Victor Cortese has never exported his clothing line overseas, but he is taking a good hard look at the wide-open consumer frontier offered by China.

“The consumer here is ver y fickle,” said Cortese, whose eponymous line of women’s blue jeans and T-shirts sells on the Internet and at military exchange stores throughout the country. “The American market is very competitive.”

Cortese believes his newest line, called Ponyboy, with moderately priced jeans that retail for $48–$68, might be just the ticket for clothes-hungry women in China who want a touch of American-made denim in their closets. “I like this opportunity. It sounds good,” noted the designer, whose headquarters are in Calabasas, Calif.

Cortese was one of a few dozen people who attended a Sept. 21 California Fashion Association seminar at the California Market Center on exporting apparel to China, a country with 1.3 billion people, more than four times the population of the United States.

Ilse Metchek, CFA’s executive director, noted that California had become one of the top design centers in the world, whether for apparel, furniture or architecture. “The ’Created in California’ [apparel] brand is a natural for China’s new middle market. They have quite a bit of Gucci, Pucci and Armani,” said Metchek, who ticked off a number of reasons California’s apparel industry shines.

Hollywood dictates fashion in California, not New York or Europe, she said. Los Angeles is less conservative than anywhere else in the United States, and the concept of specialty retailing is a growing sector in the state. The diverse ethnic mix of the movers and shakers behind the California apparel industry is an asset because of their global ties.
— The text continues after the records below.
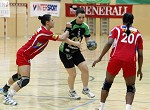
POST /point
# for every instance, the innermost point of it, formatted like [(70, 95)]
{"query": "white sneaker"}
[(74, 95), (3, 92), (9, 101), (88, 93)]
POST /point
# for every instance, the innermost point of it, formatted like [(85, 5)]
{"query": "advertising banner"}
[(99, 11), (41, 8), (4, 8), (133, 1), (91, 1)]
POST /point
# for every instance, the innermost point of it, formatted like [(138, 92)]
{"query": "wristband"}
[(68, 29)]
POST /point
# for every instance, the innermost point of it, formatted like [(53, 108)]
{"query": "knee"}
[(23, 81), (16, 77), (106, 85), (72, 75), (131, 88)]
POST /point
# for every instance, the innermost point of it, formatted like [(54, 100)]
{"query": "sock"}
[(101, 107), (6, 87), (11, 93), (71, 90), (85, 88), (128, 107), (8, 84)]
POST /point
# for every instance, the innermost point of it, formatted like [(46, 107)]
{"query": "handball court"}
[(48, 89)]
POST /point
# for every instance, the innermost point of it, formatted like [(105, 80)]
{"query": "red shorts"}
[(115, 65), (22, 59)]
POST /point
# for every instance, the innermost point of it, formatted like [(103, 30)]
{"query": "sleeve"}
[(113, 33), (87, 31), (54, 37), (140, 42)]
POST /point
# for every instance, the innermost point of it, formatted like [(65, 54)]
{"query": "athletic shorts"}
[(22, 59), (115, 65), (69, 60)]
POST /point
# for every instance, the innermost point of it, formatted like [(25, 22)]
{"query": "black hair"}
[(44, 18), (128, 20), (80, 10)]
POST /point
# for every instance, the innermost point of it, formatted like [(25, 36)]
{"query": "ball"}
[(91, 45)]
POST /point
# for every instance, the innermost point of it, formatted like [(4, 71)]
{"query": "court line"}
[(82, 105)]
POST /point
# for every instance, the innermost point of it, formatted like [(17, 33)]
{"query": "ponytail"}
[(44, 18), (128, 30)]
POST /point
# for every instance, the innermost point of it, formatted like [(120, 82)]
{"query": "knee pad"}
[(23, 81), (106, 86), (131, 88), (16, 77)]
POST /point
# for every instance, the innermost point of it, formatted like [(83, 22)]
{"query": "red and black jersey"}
[(37, 42), (124, 47)]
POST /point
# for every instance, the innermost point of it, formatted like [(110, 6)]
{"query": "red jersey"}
[(124, 47), (37, 42)]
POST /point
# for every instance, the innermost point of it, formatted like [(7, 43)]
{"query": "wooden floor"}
[(48, 89)]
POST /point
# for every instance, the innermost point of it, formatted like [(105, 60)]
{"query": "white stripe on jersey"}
[(116, 41), (36, 39), (40, 48), (138, 35)]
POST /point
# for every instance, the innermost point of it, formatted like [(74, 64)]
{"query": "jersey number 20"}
[(128, 39)]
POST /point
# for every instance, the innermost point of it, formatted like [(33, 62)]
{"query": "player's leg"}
[(129, 73), (79, 61), (85, 78), (71, 81), (24, 80), (113, 68), (12, 79), (69, 65), (130, 83)]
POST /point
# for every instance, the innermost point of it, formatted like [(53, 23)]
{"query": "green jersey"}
[(77, 33)]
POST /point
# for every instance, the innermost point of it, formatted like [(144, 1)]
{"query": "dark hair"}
[(128, 20), (44, 18), (80, 10)]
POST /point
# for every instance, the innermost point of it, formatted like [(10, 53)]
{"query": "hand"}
[(79, 45), (139, 72), (96, 61), (68, 25)]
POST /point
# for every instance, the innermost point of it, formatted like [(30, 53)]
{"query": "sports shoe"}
[(88, 93), (2, 91), (74, 95), (9, 101)]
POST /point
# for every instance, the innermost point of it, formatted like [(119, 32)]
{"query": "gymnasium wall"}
[(141, 21)]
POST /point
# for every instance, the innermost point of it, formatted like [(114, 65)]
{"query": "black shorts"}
[(69, 60)]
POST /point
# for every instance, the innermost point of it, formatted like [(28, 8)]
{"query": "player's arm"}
[(65, 35), (104, 51), (140, 63), (71, 42)]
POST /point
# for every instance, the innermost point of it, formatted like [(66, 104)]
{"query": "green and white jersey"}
[(77, 33)]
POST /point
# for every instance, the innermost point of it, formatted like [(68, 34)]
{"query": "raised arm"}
[(104, 51), (140, 63)]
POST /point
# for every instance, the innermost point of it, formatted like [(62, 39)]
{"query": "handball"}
[(91, 45)]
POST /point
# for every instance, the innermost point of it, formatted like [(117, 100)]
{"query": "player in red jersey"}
[(126, 41), (33, 47)]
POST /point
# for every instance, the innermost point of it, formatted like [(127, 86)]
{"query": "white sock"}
[(128, 107), (71, 90), (101, 107), (8, 84), (85, 88), (11, 93)]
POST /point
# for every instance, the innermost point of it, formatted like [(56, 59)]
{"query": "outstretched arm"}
[(104, 51), (65, 35), (140, 63)]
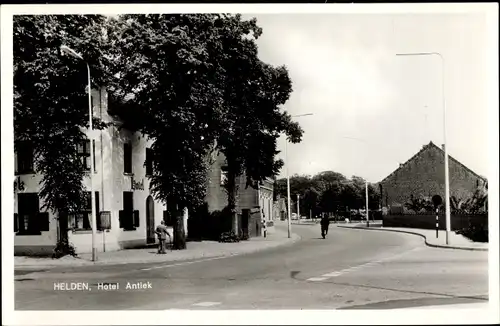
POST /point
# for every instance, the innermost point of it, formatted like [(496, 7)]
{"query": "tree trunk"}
[(63, 227), (231, 189), (179, 241), (63, 246)]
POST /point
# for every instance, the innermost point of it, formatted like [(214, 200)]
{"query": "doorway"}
[(150, 220)]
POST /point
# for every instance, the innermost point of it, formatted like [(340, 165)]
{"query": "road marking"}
[(206, 304), (358, 267), (316, 279), (183, 264)]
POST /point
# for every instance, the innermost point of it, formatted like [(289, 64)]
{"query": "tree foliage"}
[(51, 100), (193, 83), (329, 192)]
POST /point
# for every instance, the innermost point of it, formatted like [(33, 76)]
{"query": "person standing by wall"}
[(162, 232)]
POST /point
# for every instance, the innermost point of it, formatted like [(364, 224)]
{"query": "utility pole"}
[(367, 214), (298, 208)]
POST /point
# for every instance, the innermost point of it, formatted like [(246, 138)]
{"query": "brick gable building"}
[(423, 176)]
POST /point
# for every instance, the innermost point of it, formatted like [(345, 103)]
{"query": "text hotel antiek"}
[(101, 286), (122, 193)]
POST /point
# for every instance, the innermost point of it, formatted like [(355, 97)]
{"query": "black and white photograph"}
[(250, 164)]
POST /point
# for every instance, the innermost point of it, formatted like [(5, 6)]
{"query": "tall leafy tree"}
[(51, 101), (251, 119), (166, 66)]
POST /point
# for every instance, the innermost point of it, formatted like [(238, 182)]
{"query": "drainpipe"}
[(102, 173)]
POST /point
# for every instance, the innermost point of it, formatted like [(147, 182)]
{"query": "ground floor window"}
[(83, 220), (128, 217), (29, 220)]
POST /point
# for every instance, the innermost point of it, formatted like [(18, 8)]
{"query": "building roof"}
[(425, 148)]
Frank Yuan, chairman and chief executive of ASAP Show Inc., who organizes a sourcing show twice a year in Las Vegas and takes groups of manufacturers to China to see clothing factories and representatives, noted that China is one of the fastest-growing economies in the world. “Ten to 15 years ago, Shanghai had only one skyscraper. Today, there are 387,” he said. “Basically, the Chinese consumer market is growing.”

That point was brought home by Yuanyuan Wu, the commercial consul at the Chinese consulate in Los Angeles. She noted that from 1978 to 2005, China’s gross domestic product increased 1,100 percent, with an average yearly rate of 9.6 percent. During the past two quarters of this year, the GDP has grown 10.3 percent and 10.9 percent, respectively, over the same periods last year. Retail sales of consumer goods in 2004 grew 13.3 percent, with apparel purchases jumping 18.7 percent.

Although cracking the Chinese market sounds like a surefire way for garment manufacturers to make money, it’s not always that easy.

Yuan noted that Chinese department stores are structured differently than in the United States. They operate on a consignment basis or a store-within-a-store concept, instead of buying apparel outright from manufacturers.

“In the U.S., we call them concession stores,” he explained. “The proceeds of the sales go to the department store, and then they settle [with apparel makers] maybe three months later. There is no way a small or medium U.S. company can go to a department store because they don’t buy directly.”

He suggested that the best way to get a toehold in the country is to work with small specialty stores, find a franchisee willing to open a store with your brand or find a licensee that will advance your product in China. “What they are looking for from you is the design, the knowledge of marketing and the knowledge of merchandising,” Yuan said.

To help finance exports, Herman Wong, first vice president at United Commercial Bank in Monterey Park, Calif., noted that the Export-Import Bank of the United States provides loans through commercial banks for U.S.-made products, made with 50 percent U.S. content, to be sold overseas. He said United Commercial has a $3.5 million loan authority with the Ex-Im Bank, which speeds up the loan-approval process with UCB underwriting the loan.

Wong noted that the Ex-Im Bank helped small and medium- sized exporters expand their collateral, allowing them to borrow against foreign accounts receivables and inventory. In 2005, the Working Capital Guarantee Parameters program covered 600 export-related loans to 104 countries. Mexico was the top export market with 127 loans, followed by China with 106 loans. Some of the most popular items exported to China under the loans were scrap metal, paper products, plastics, water treatment equipment, food supplements, cosmetic products and agricultural products.

“This program reduces the risk to make credit-worthy loans for export-related activities,” Wong said. “The loan can go to one deal or be a revolving line of credit.”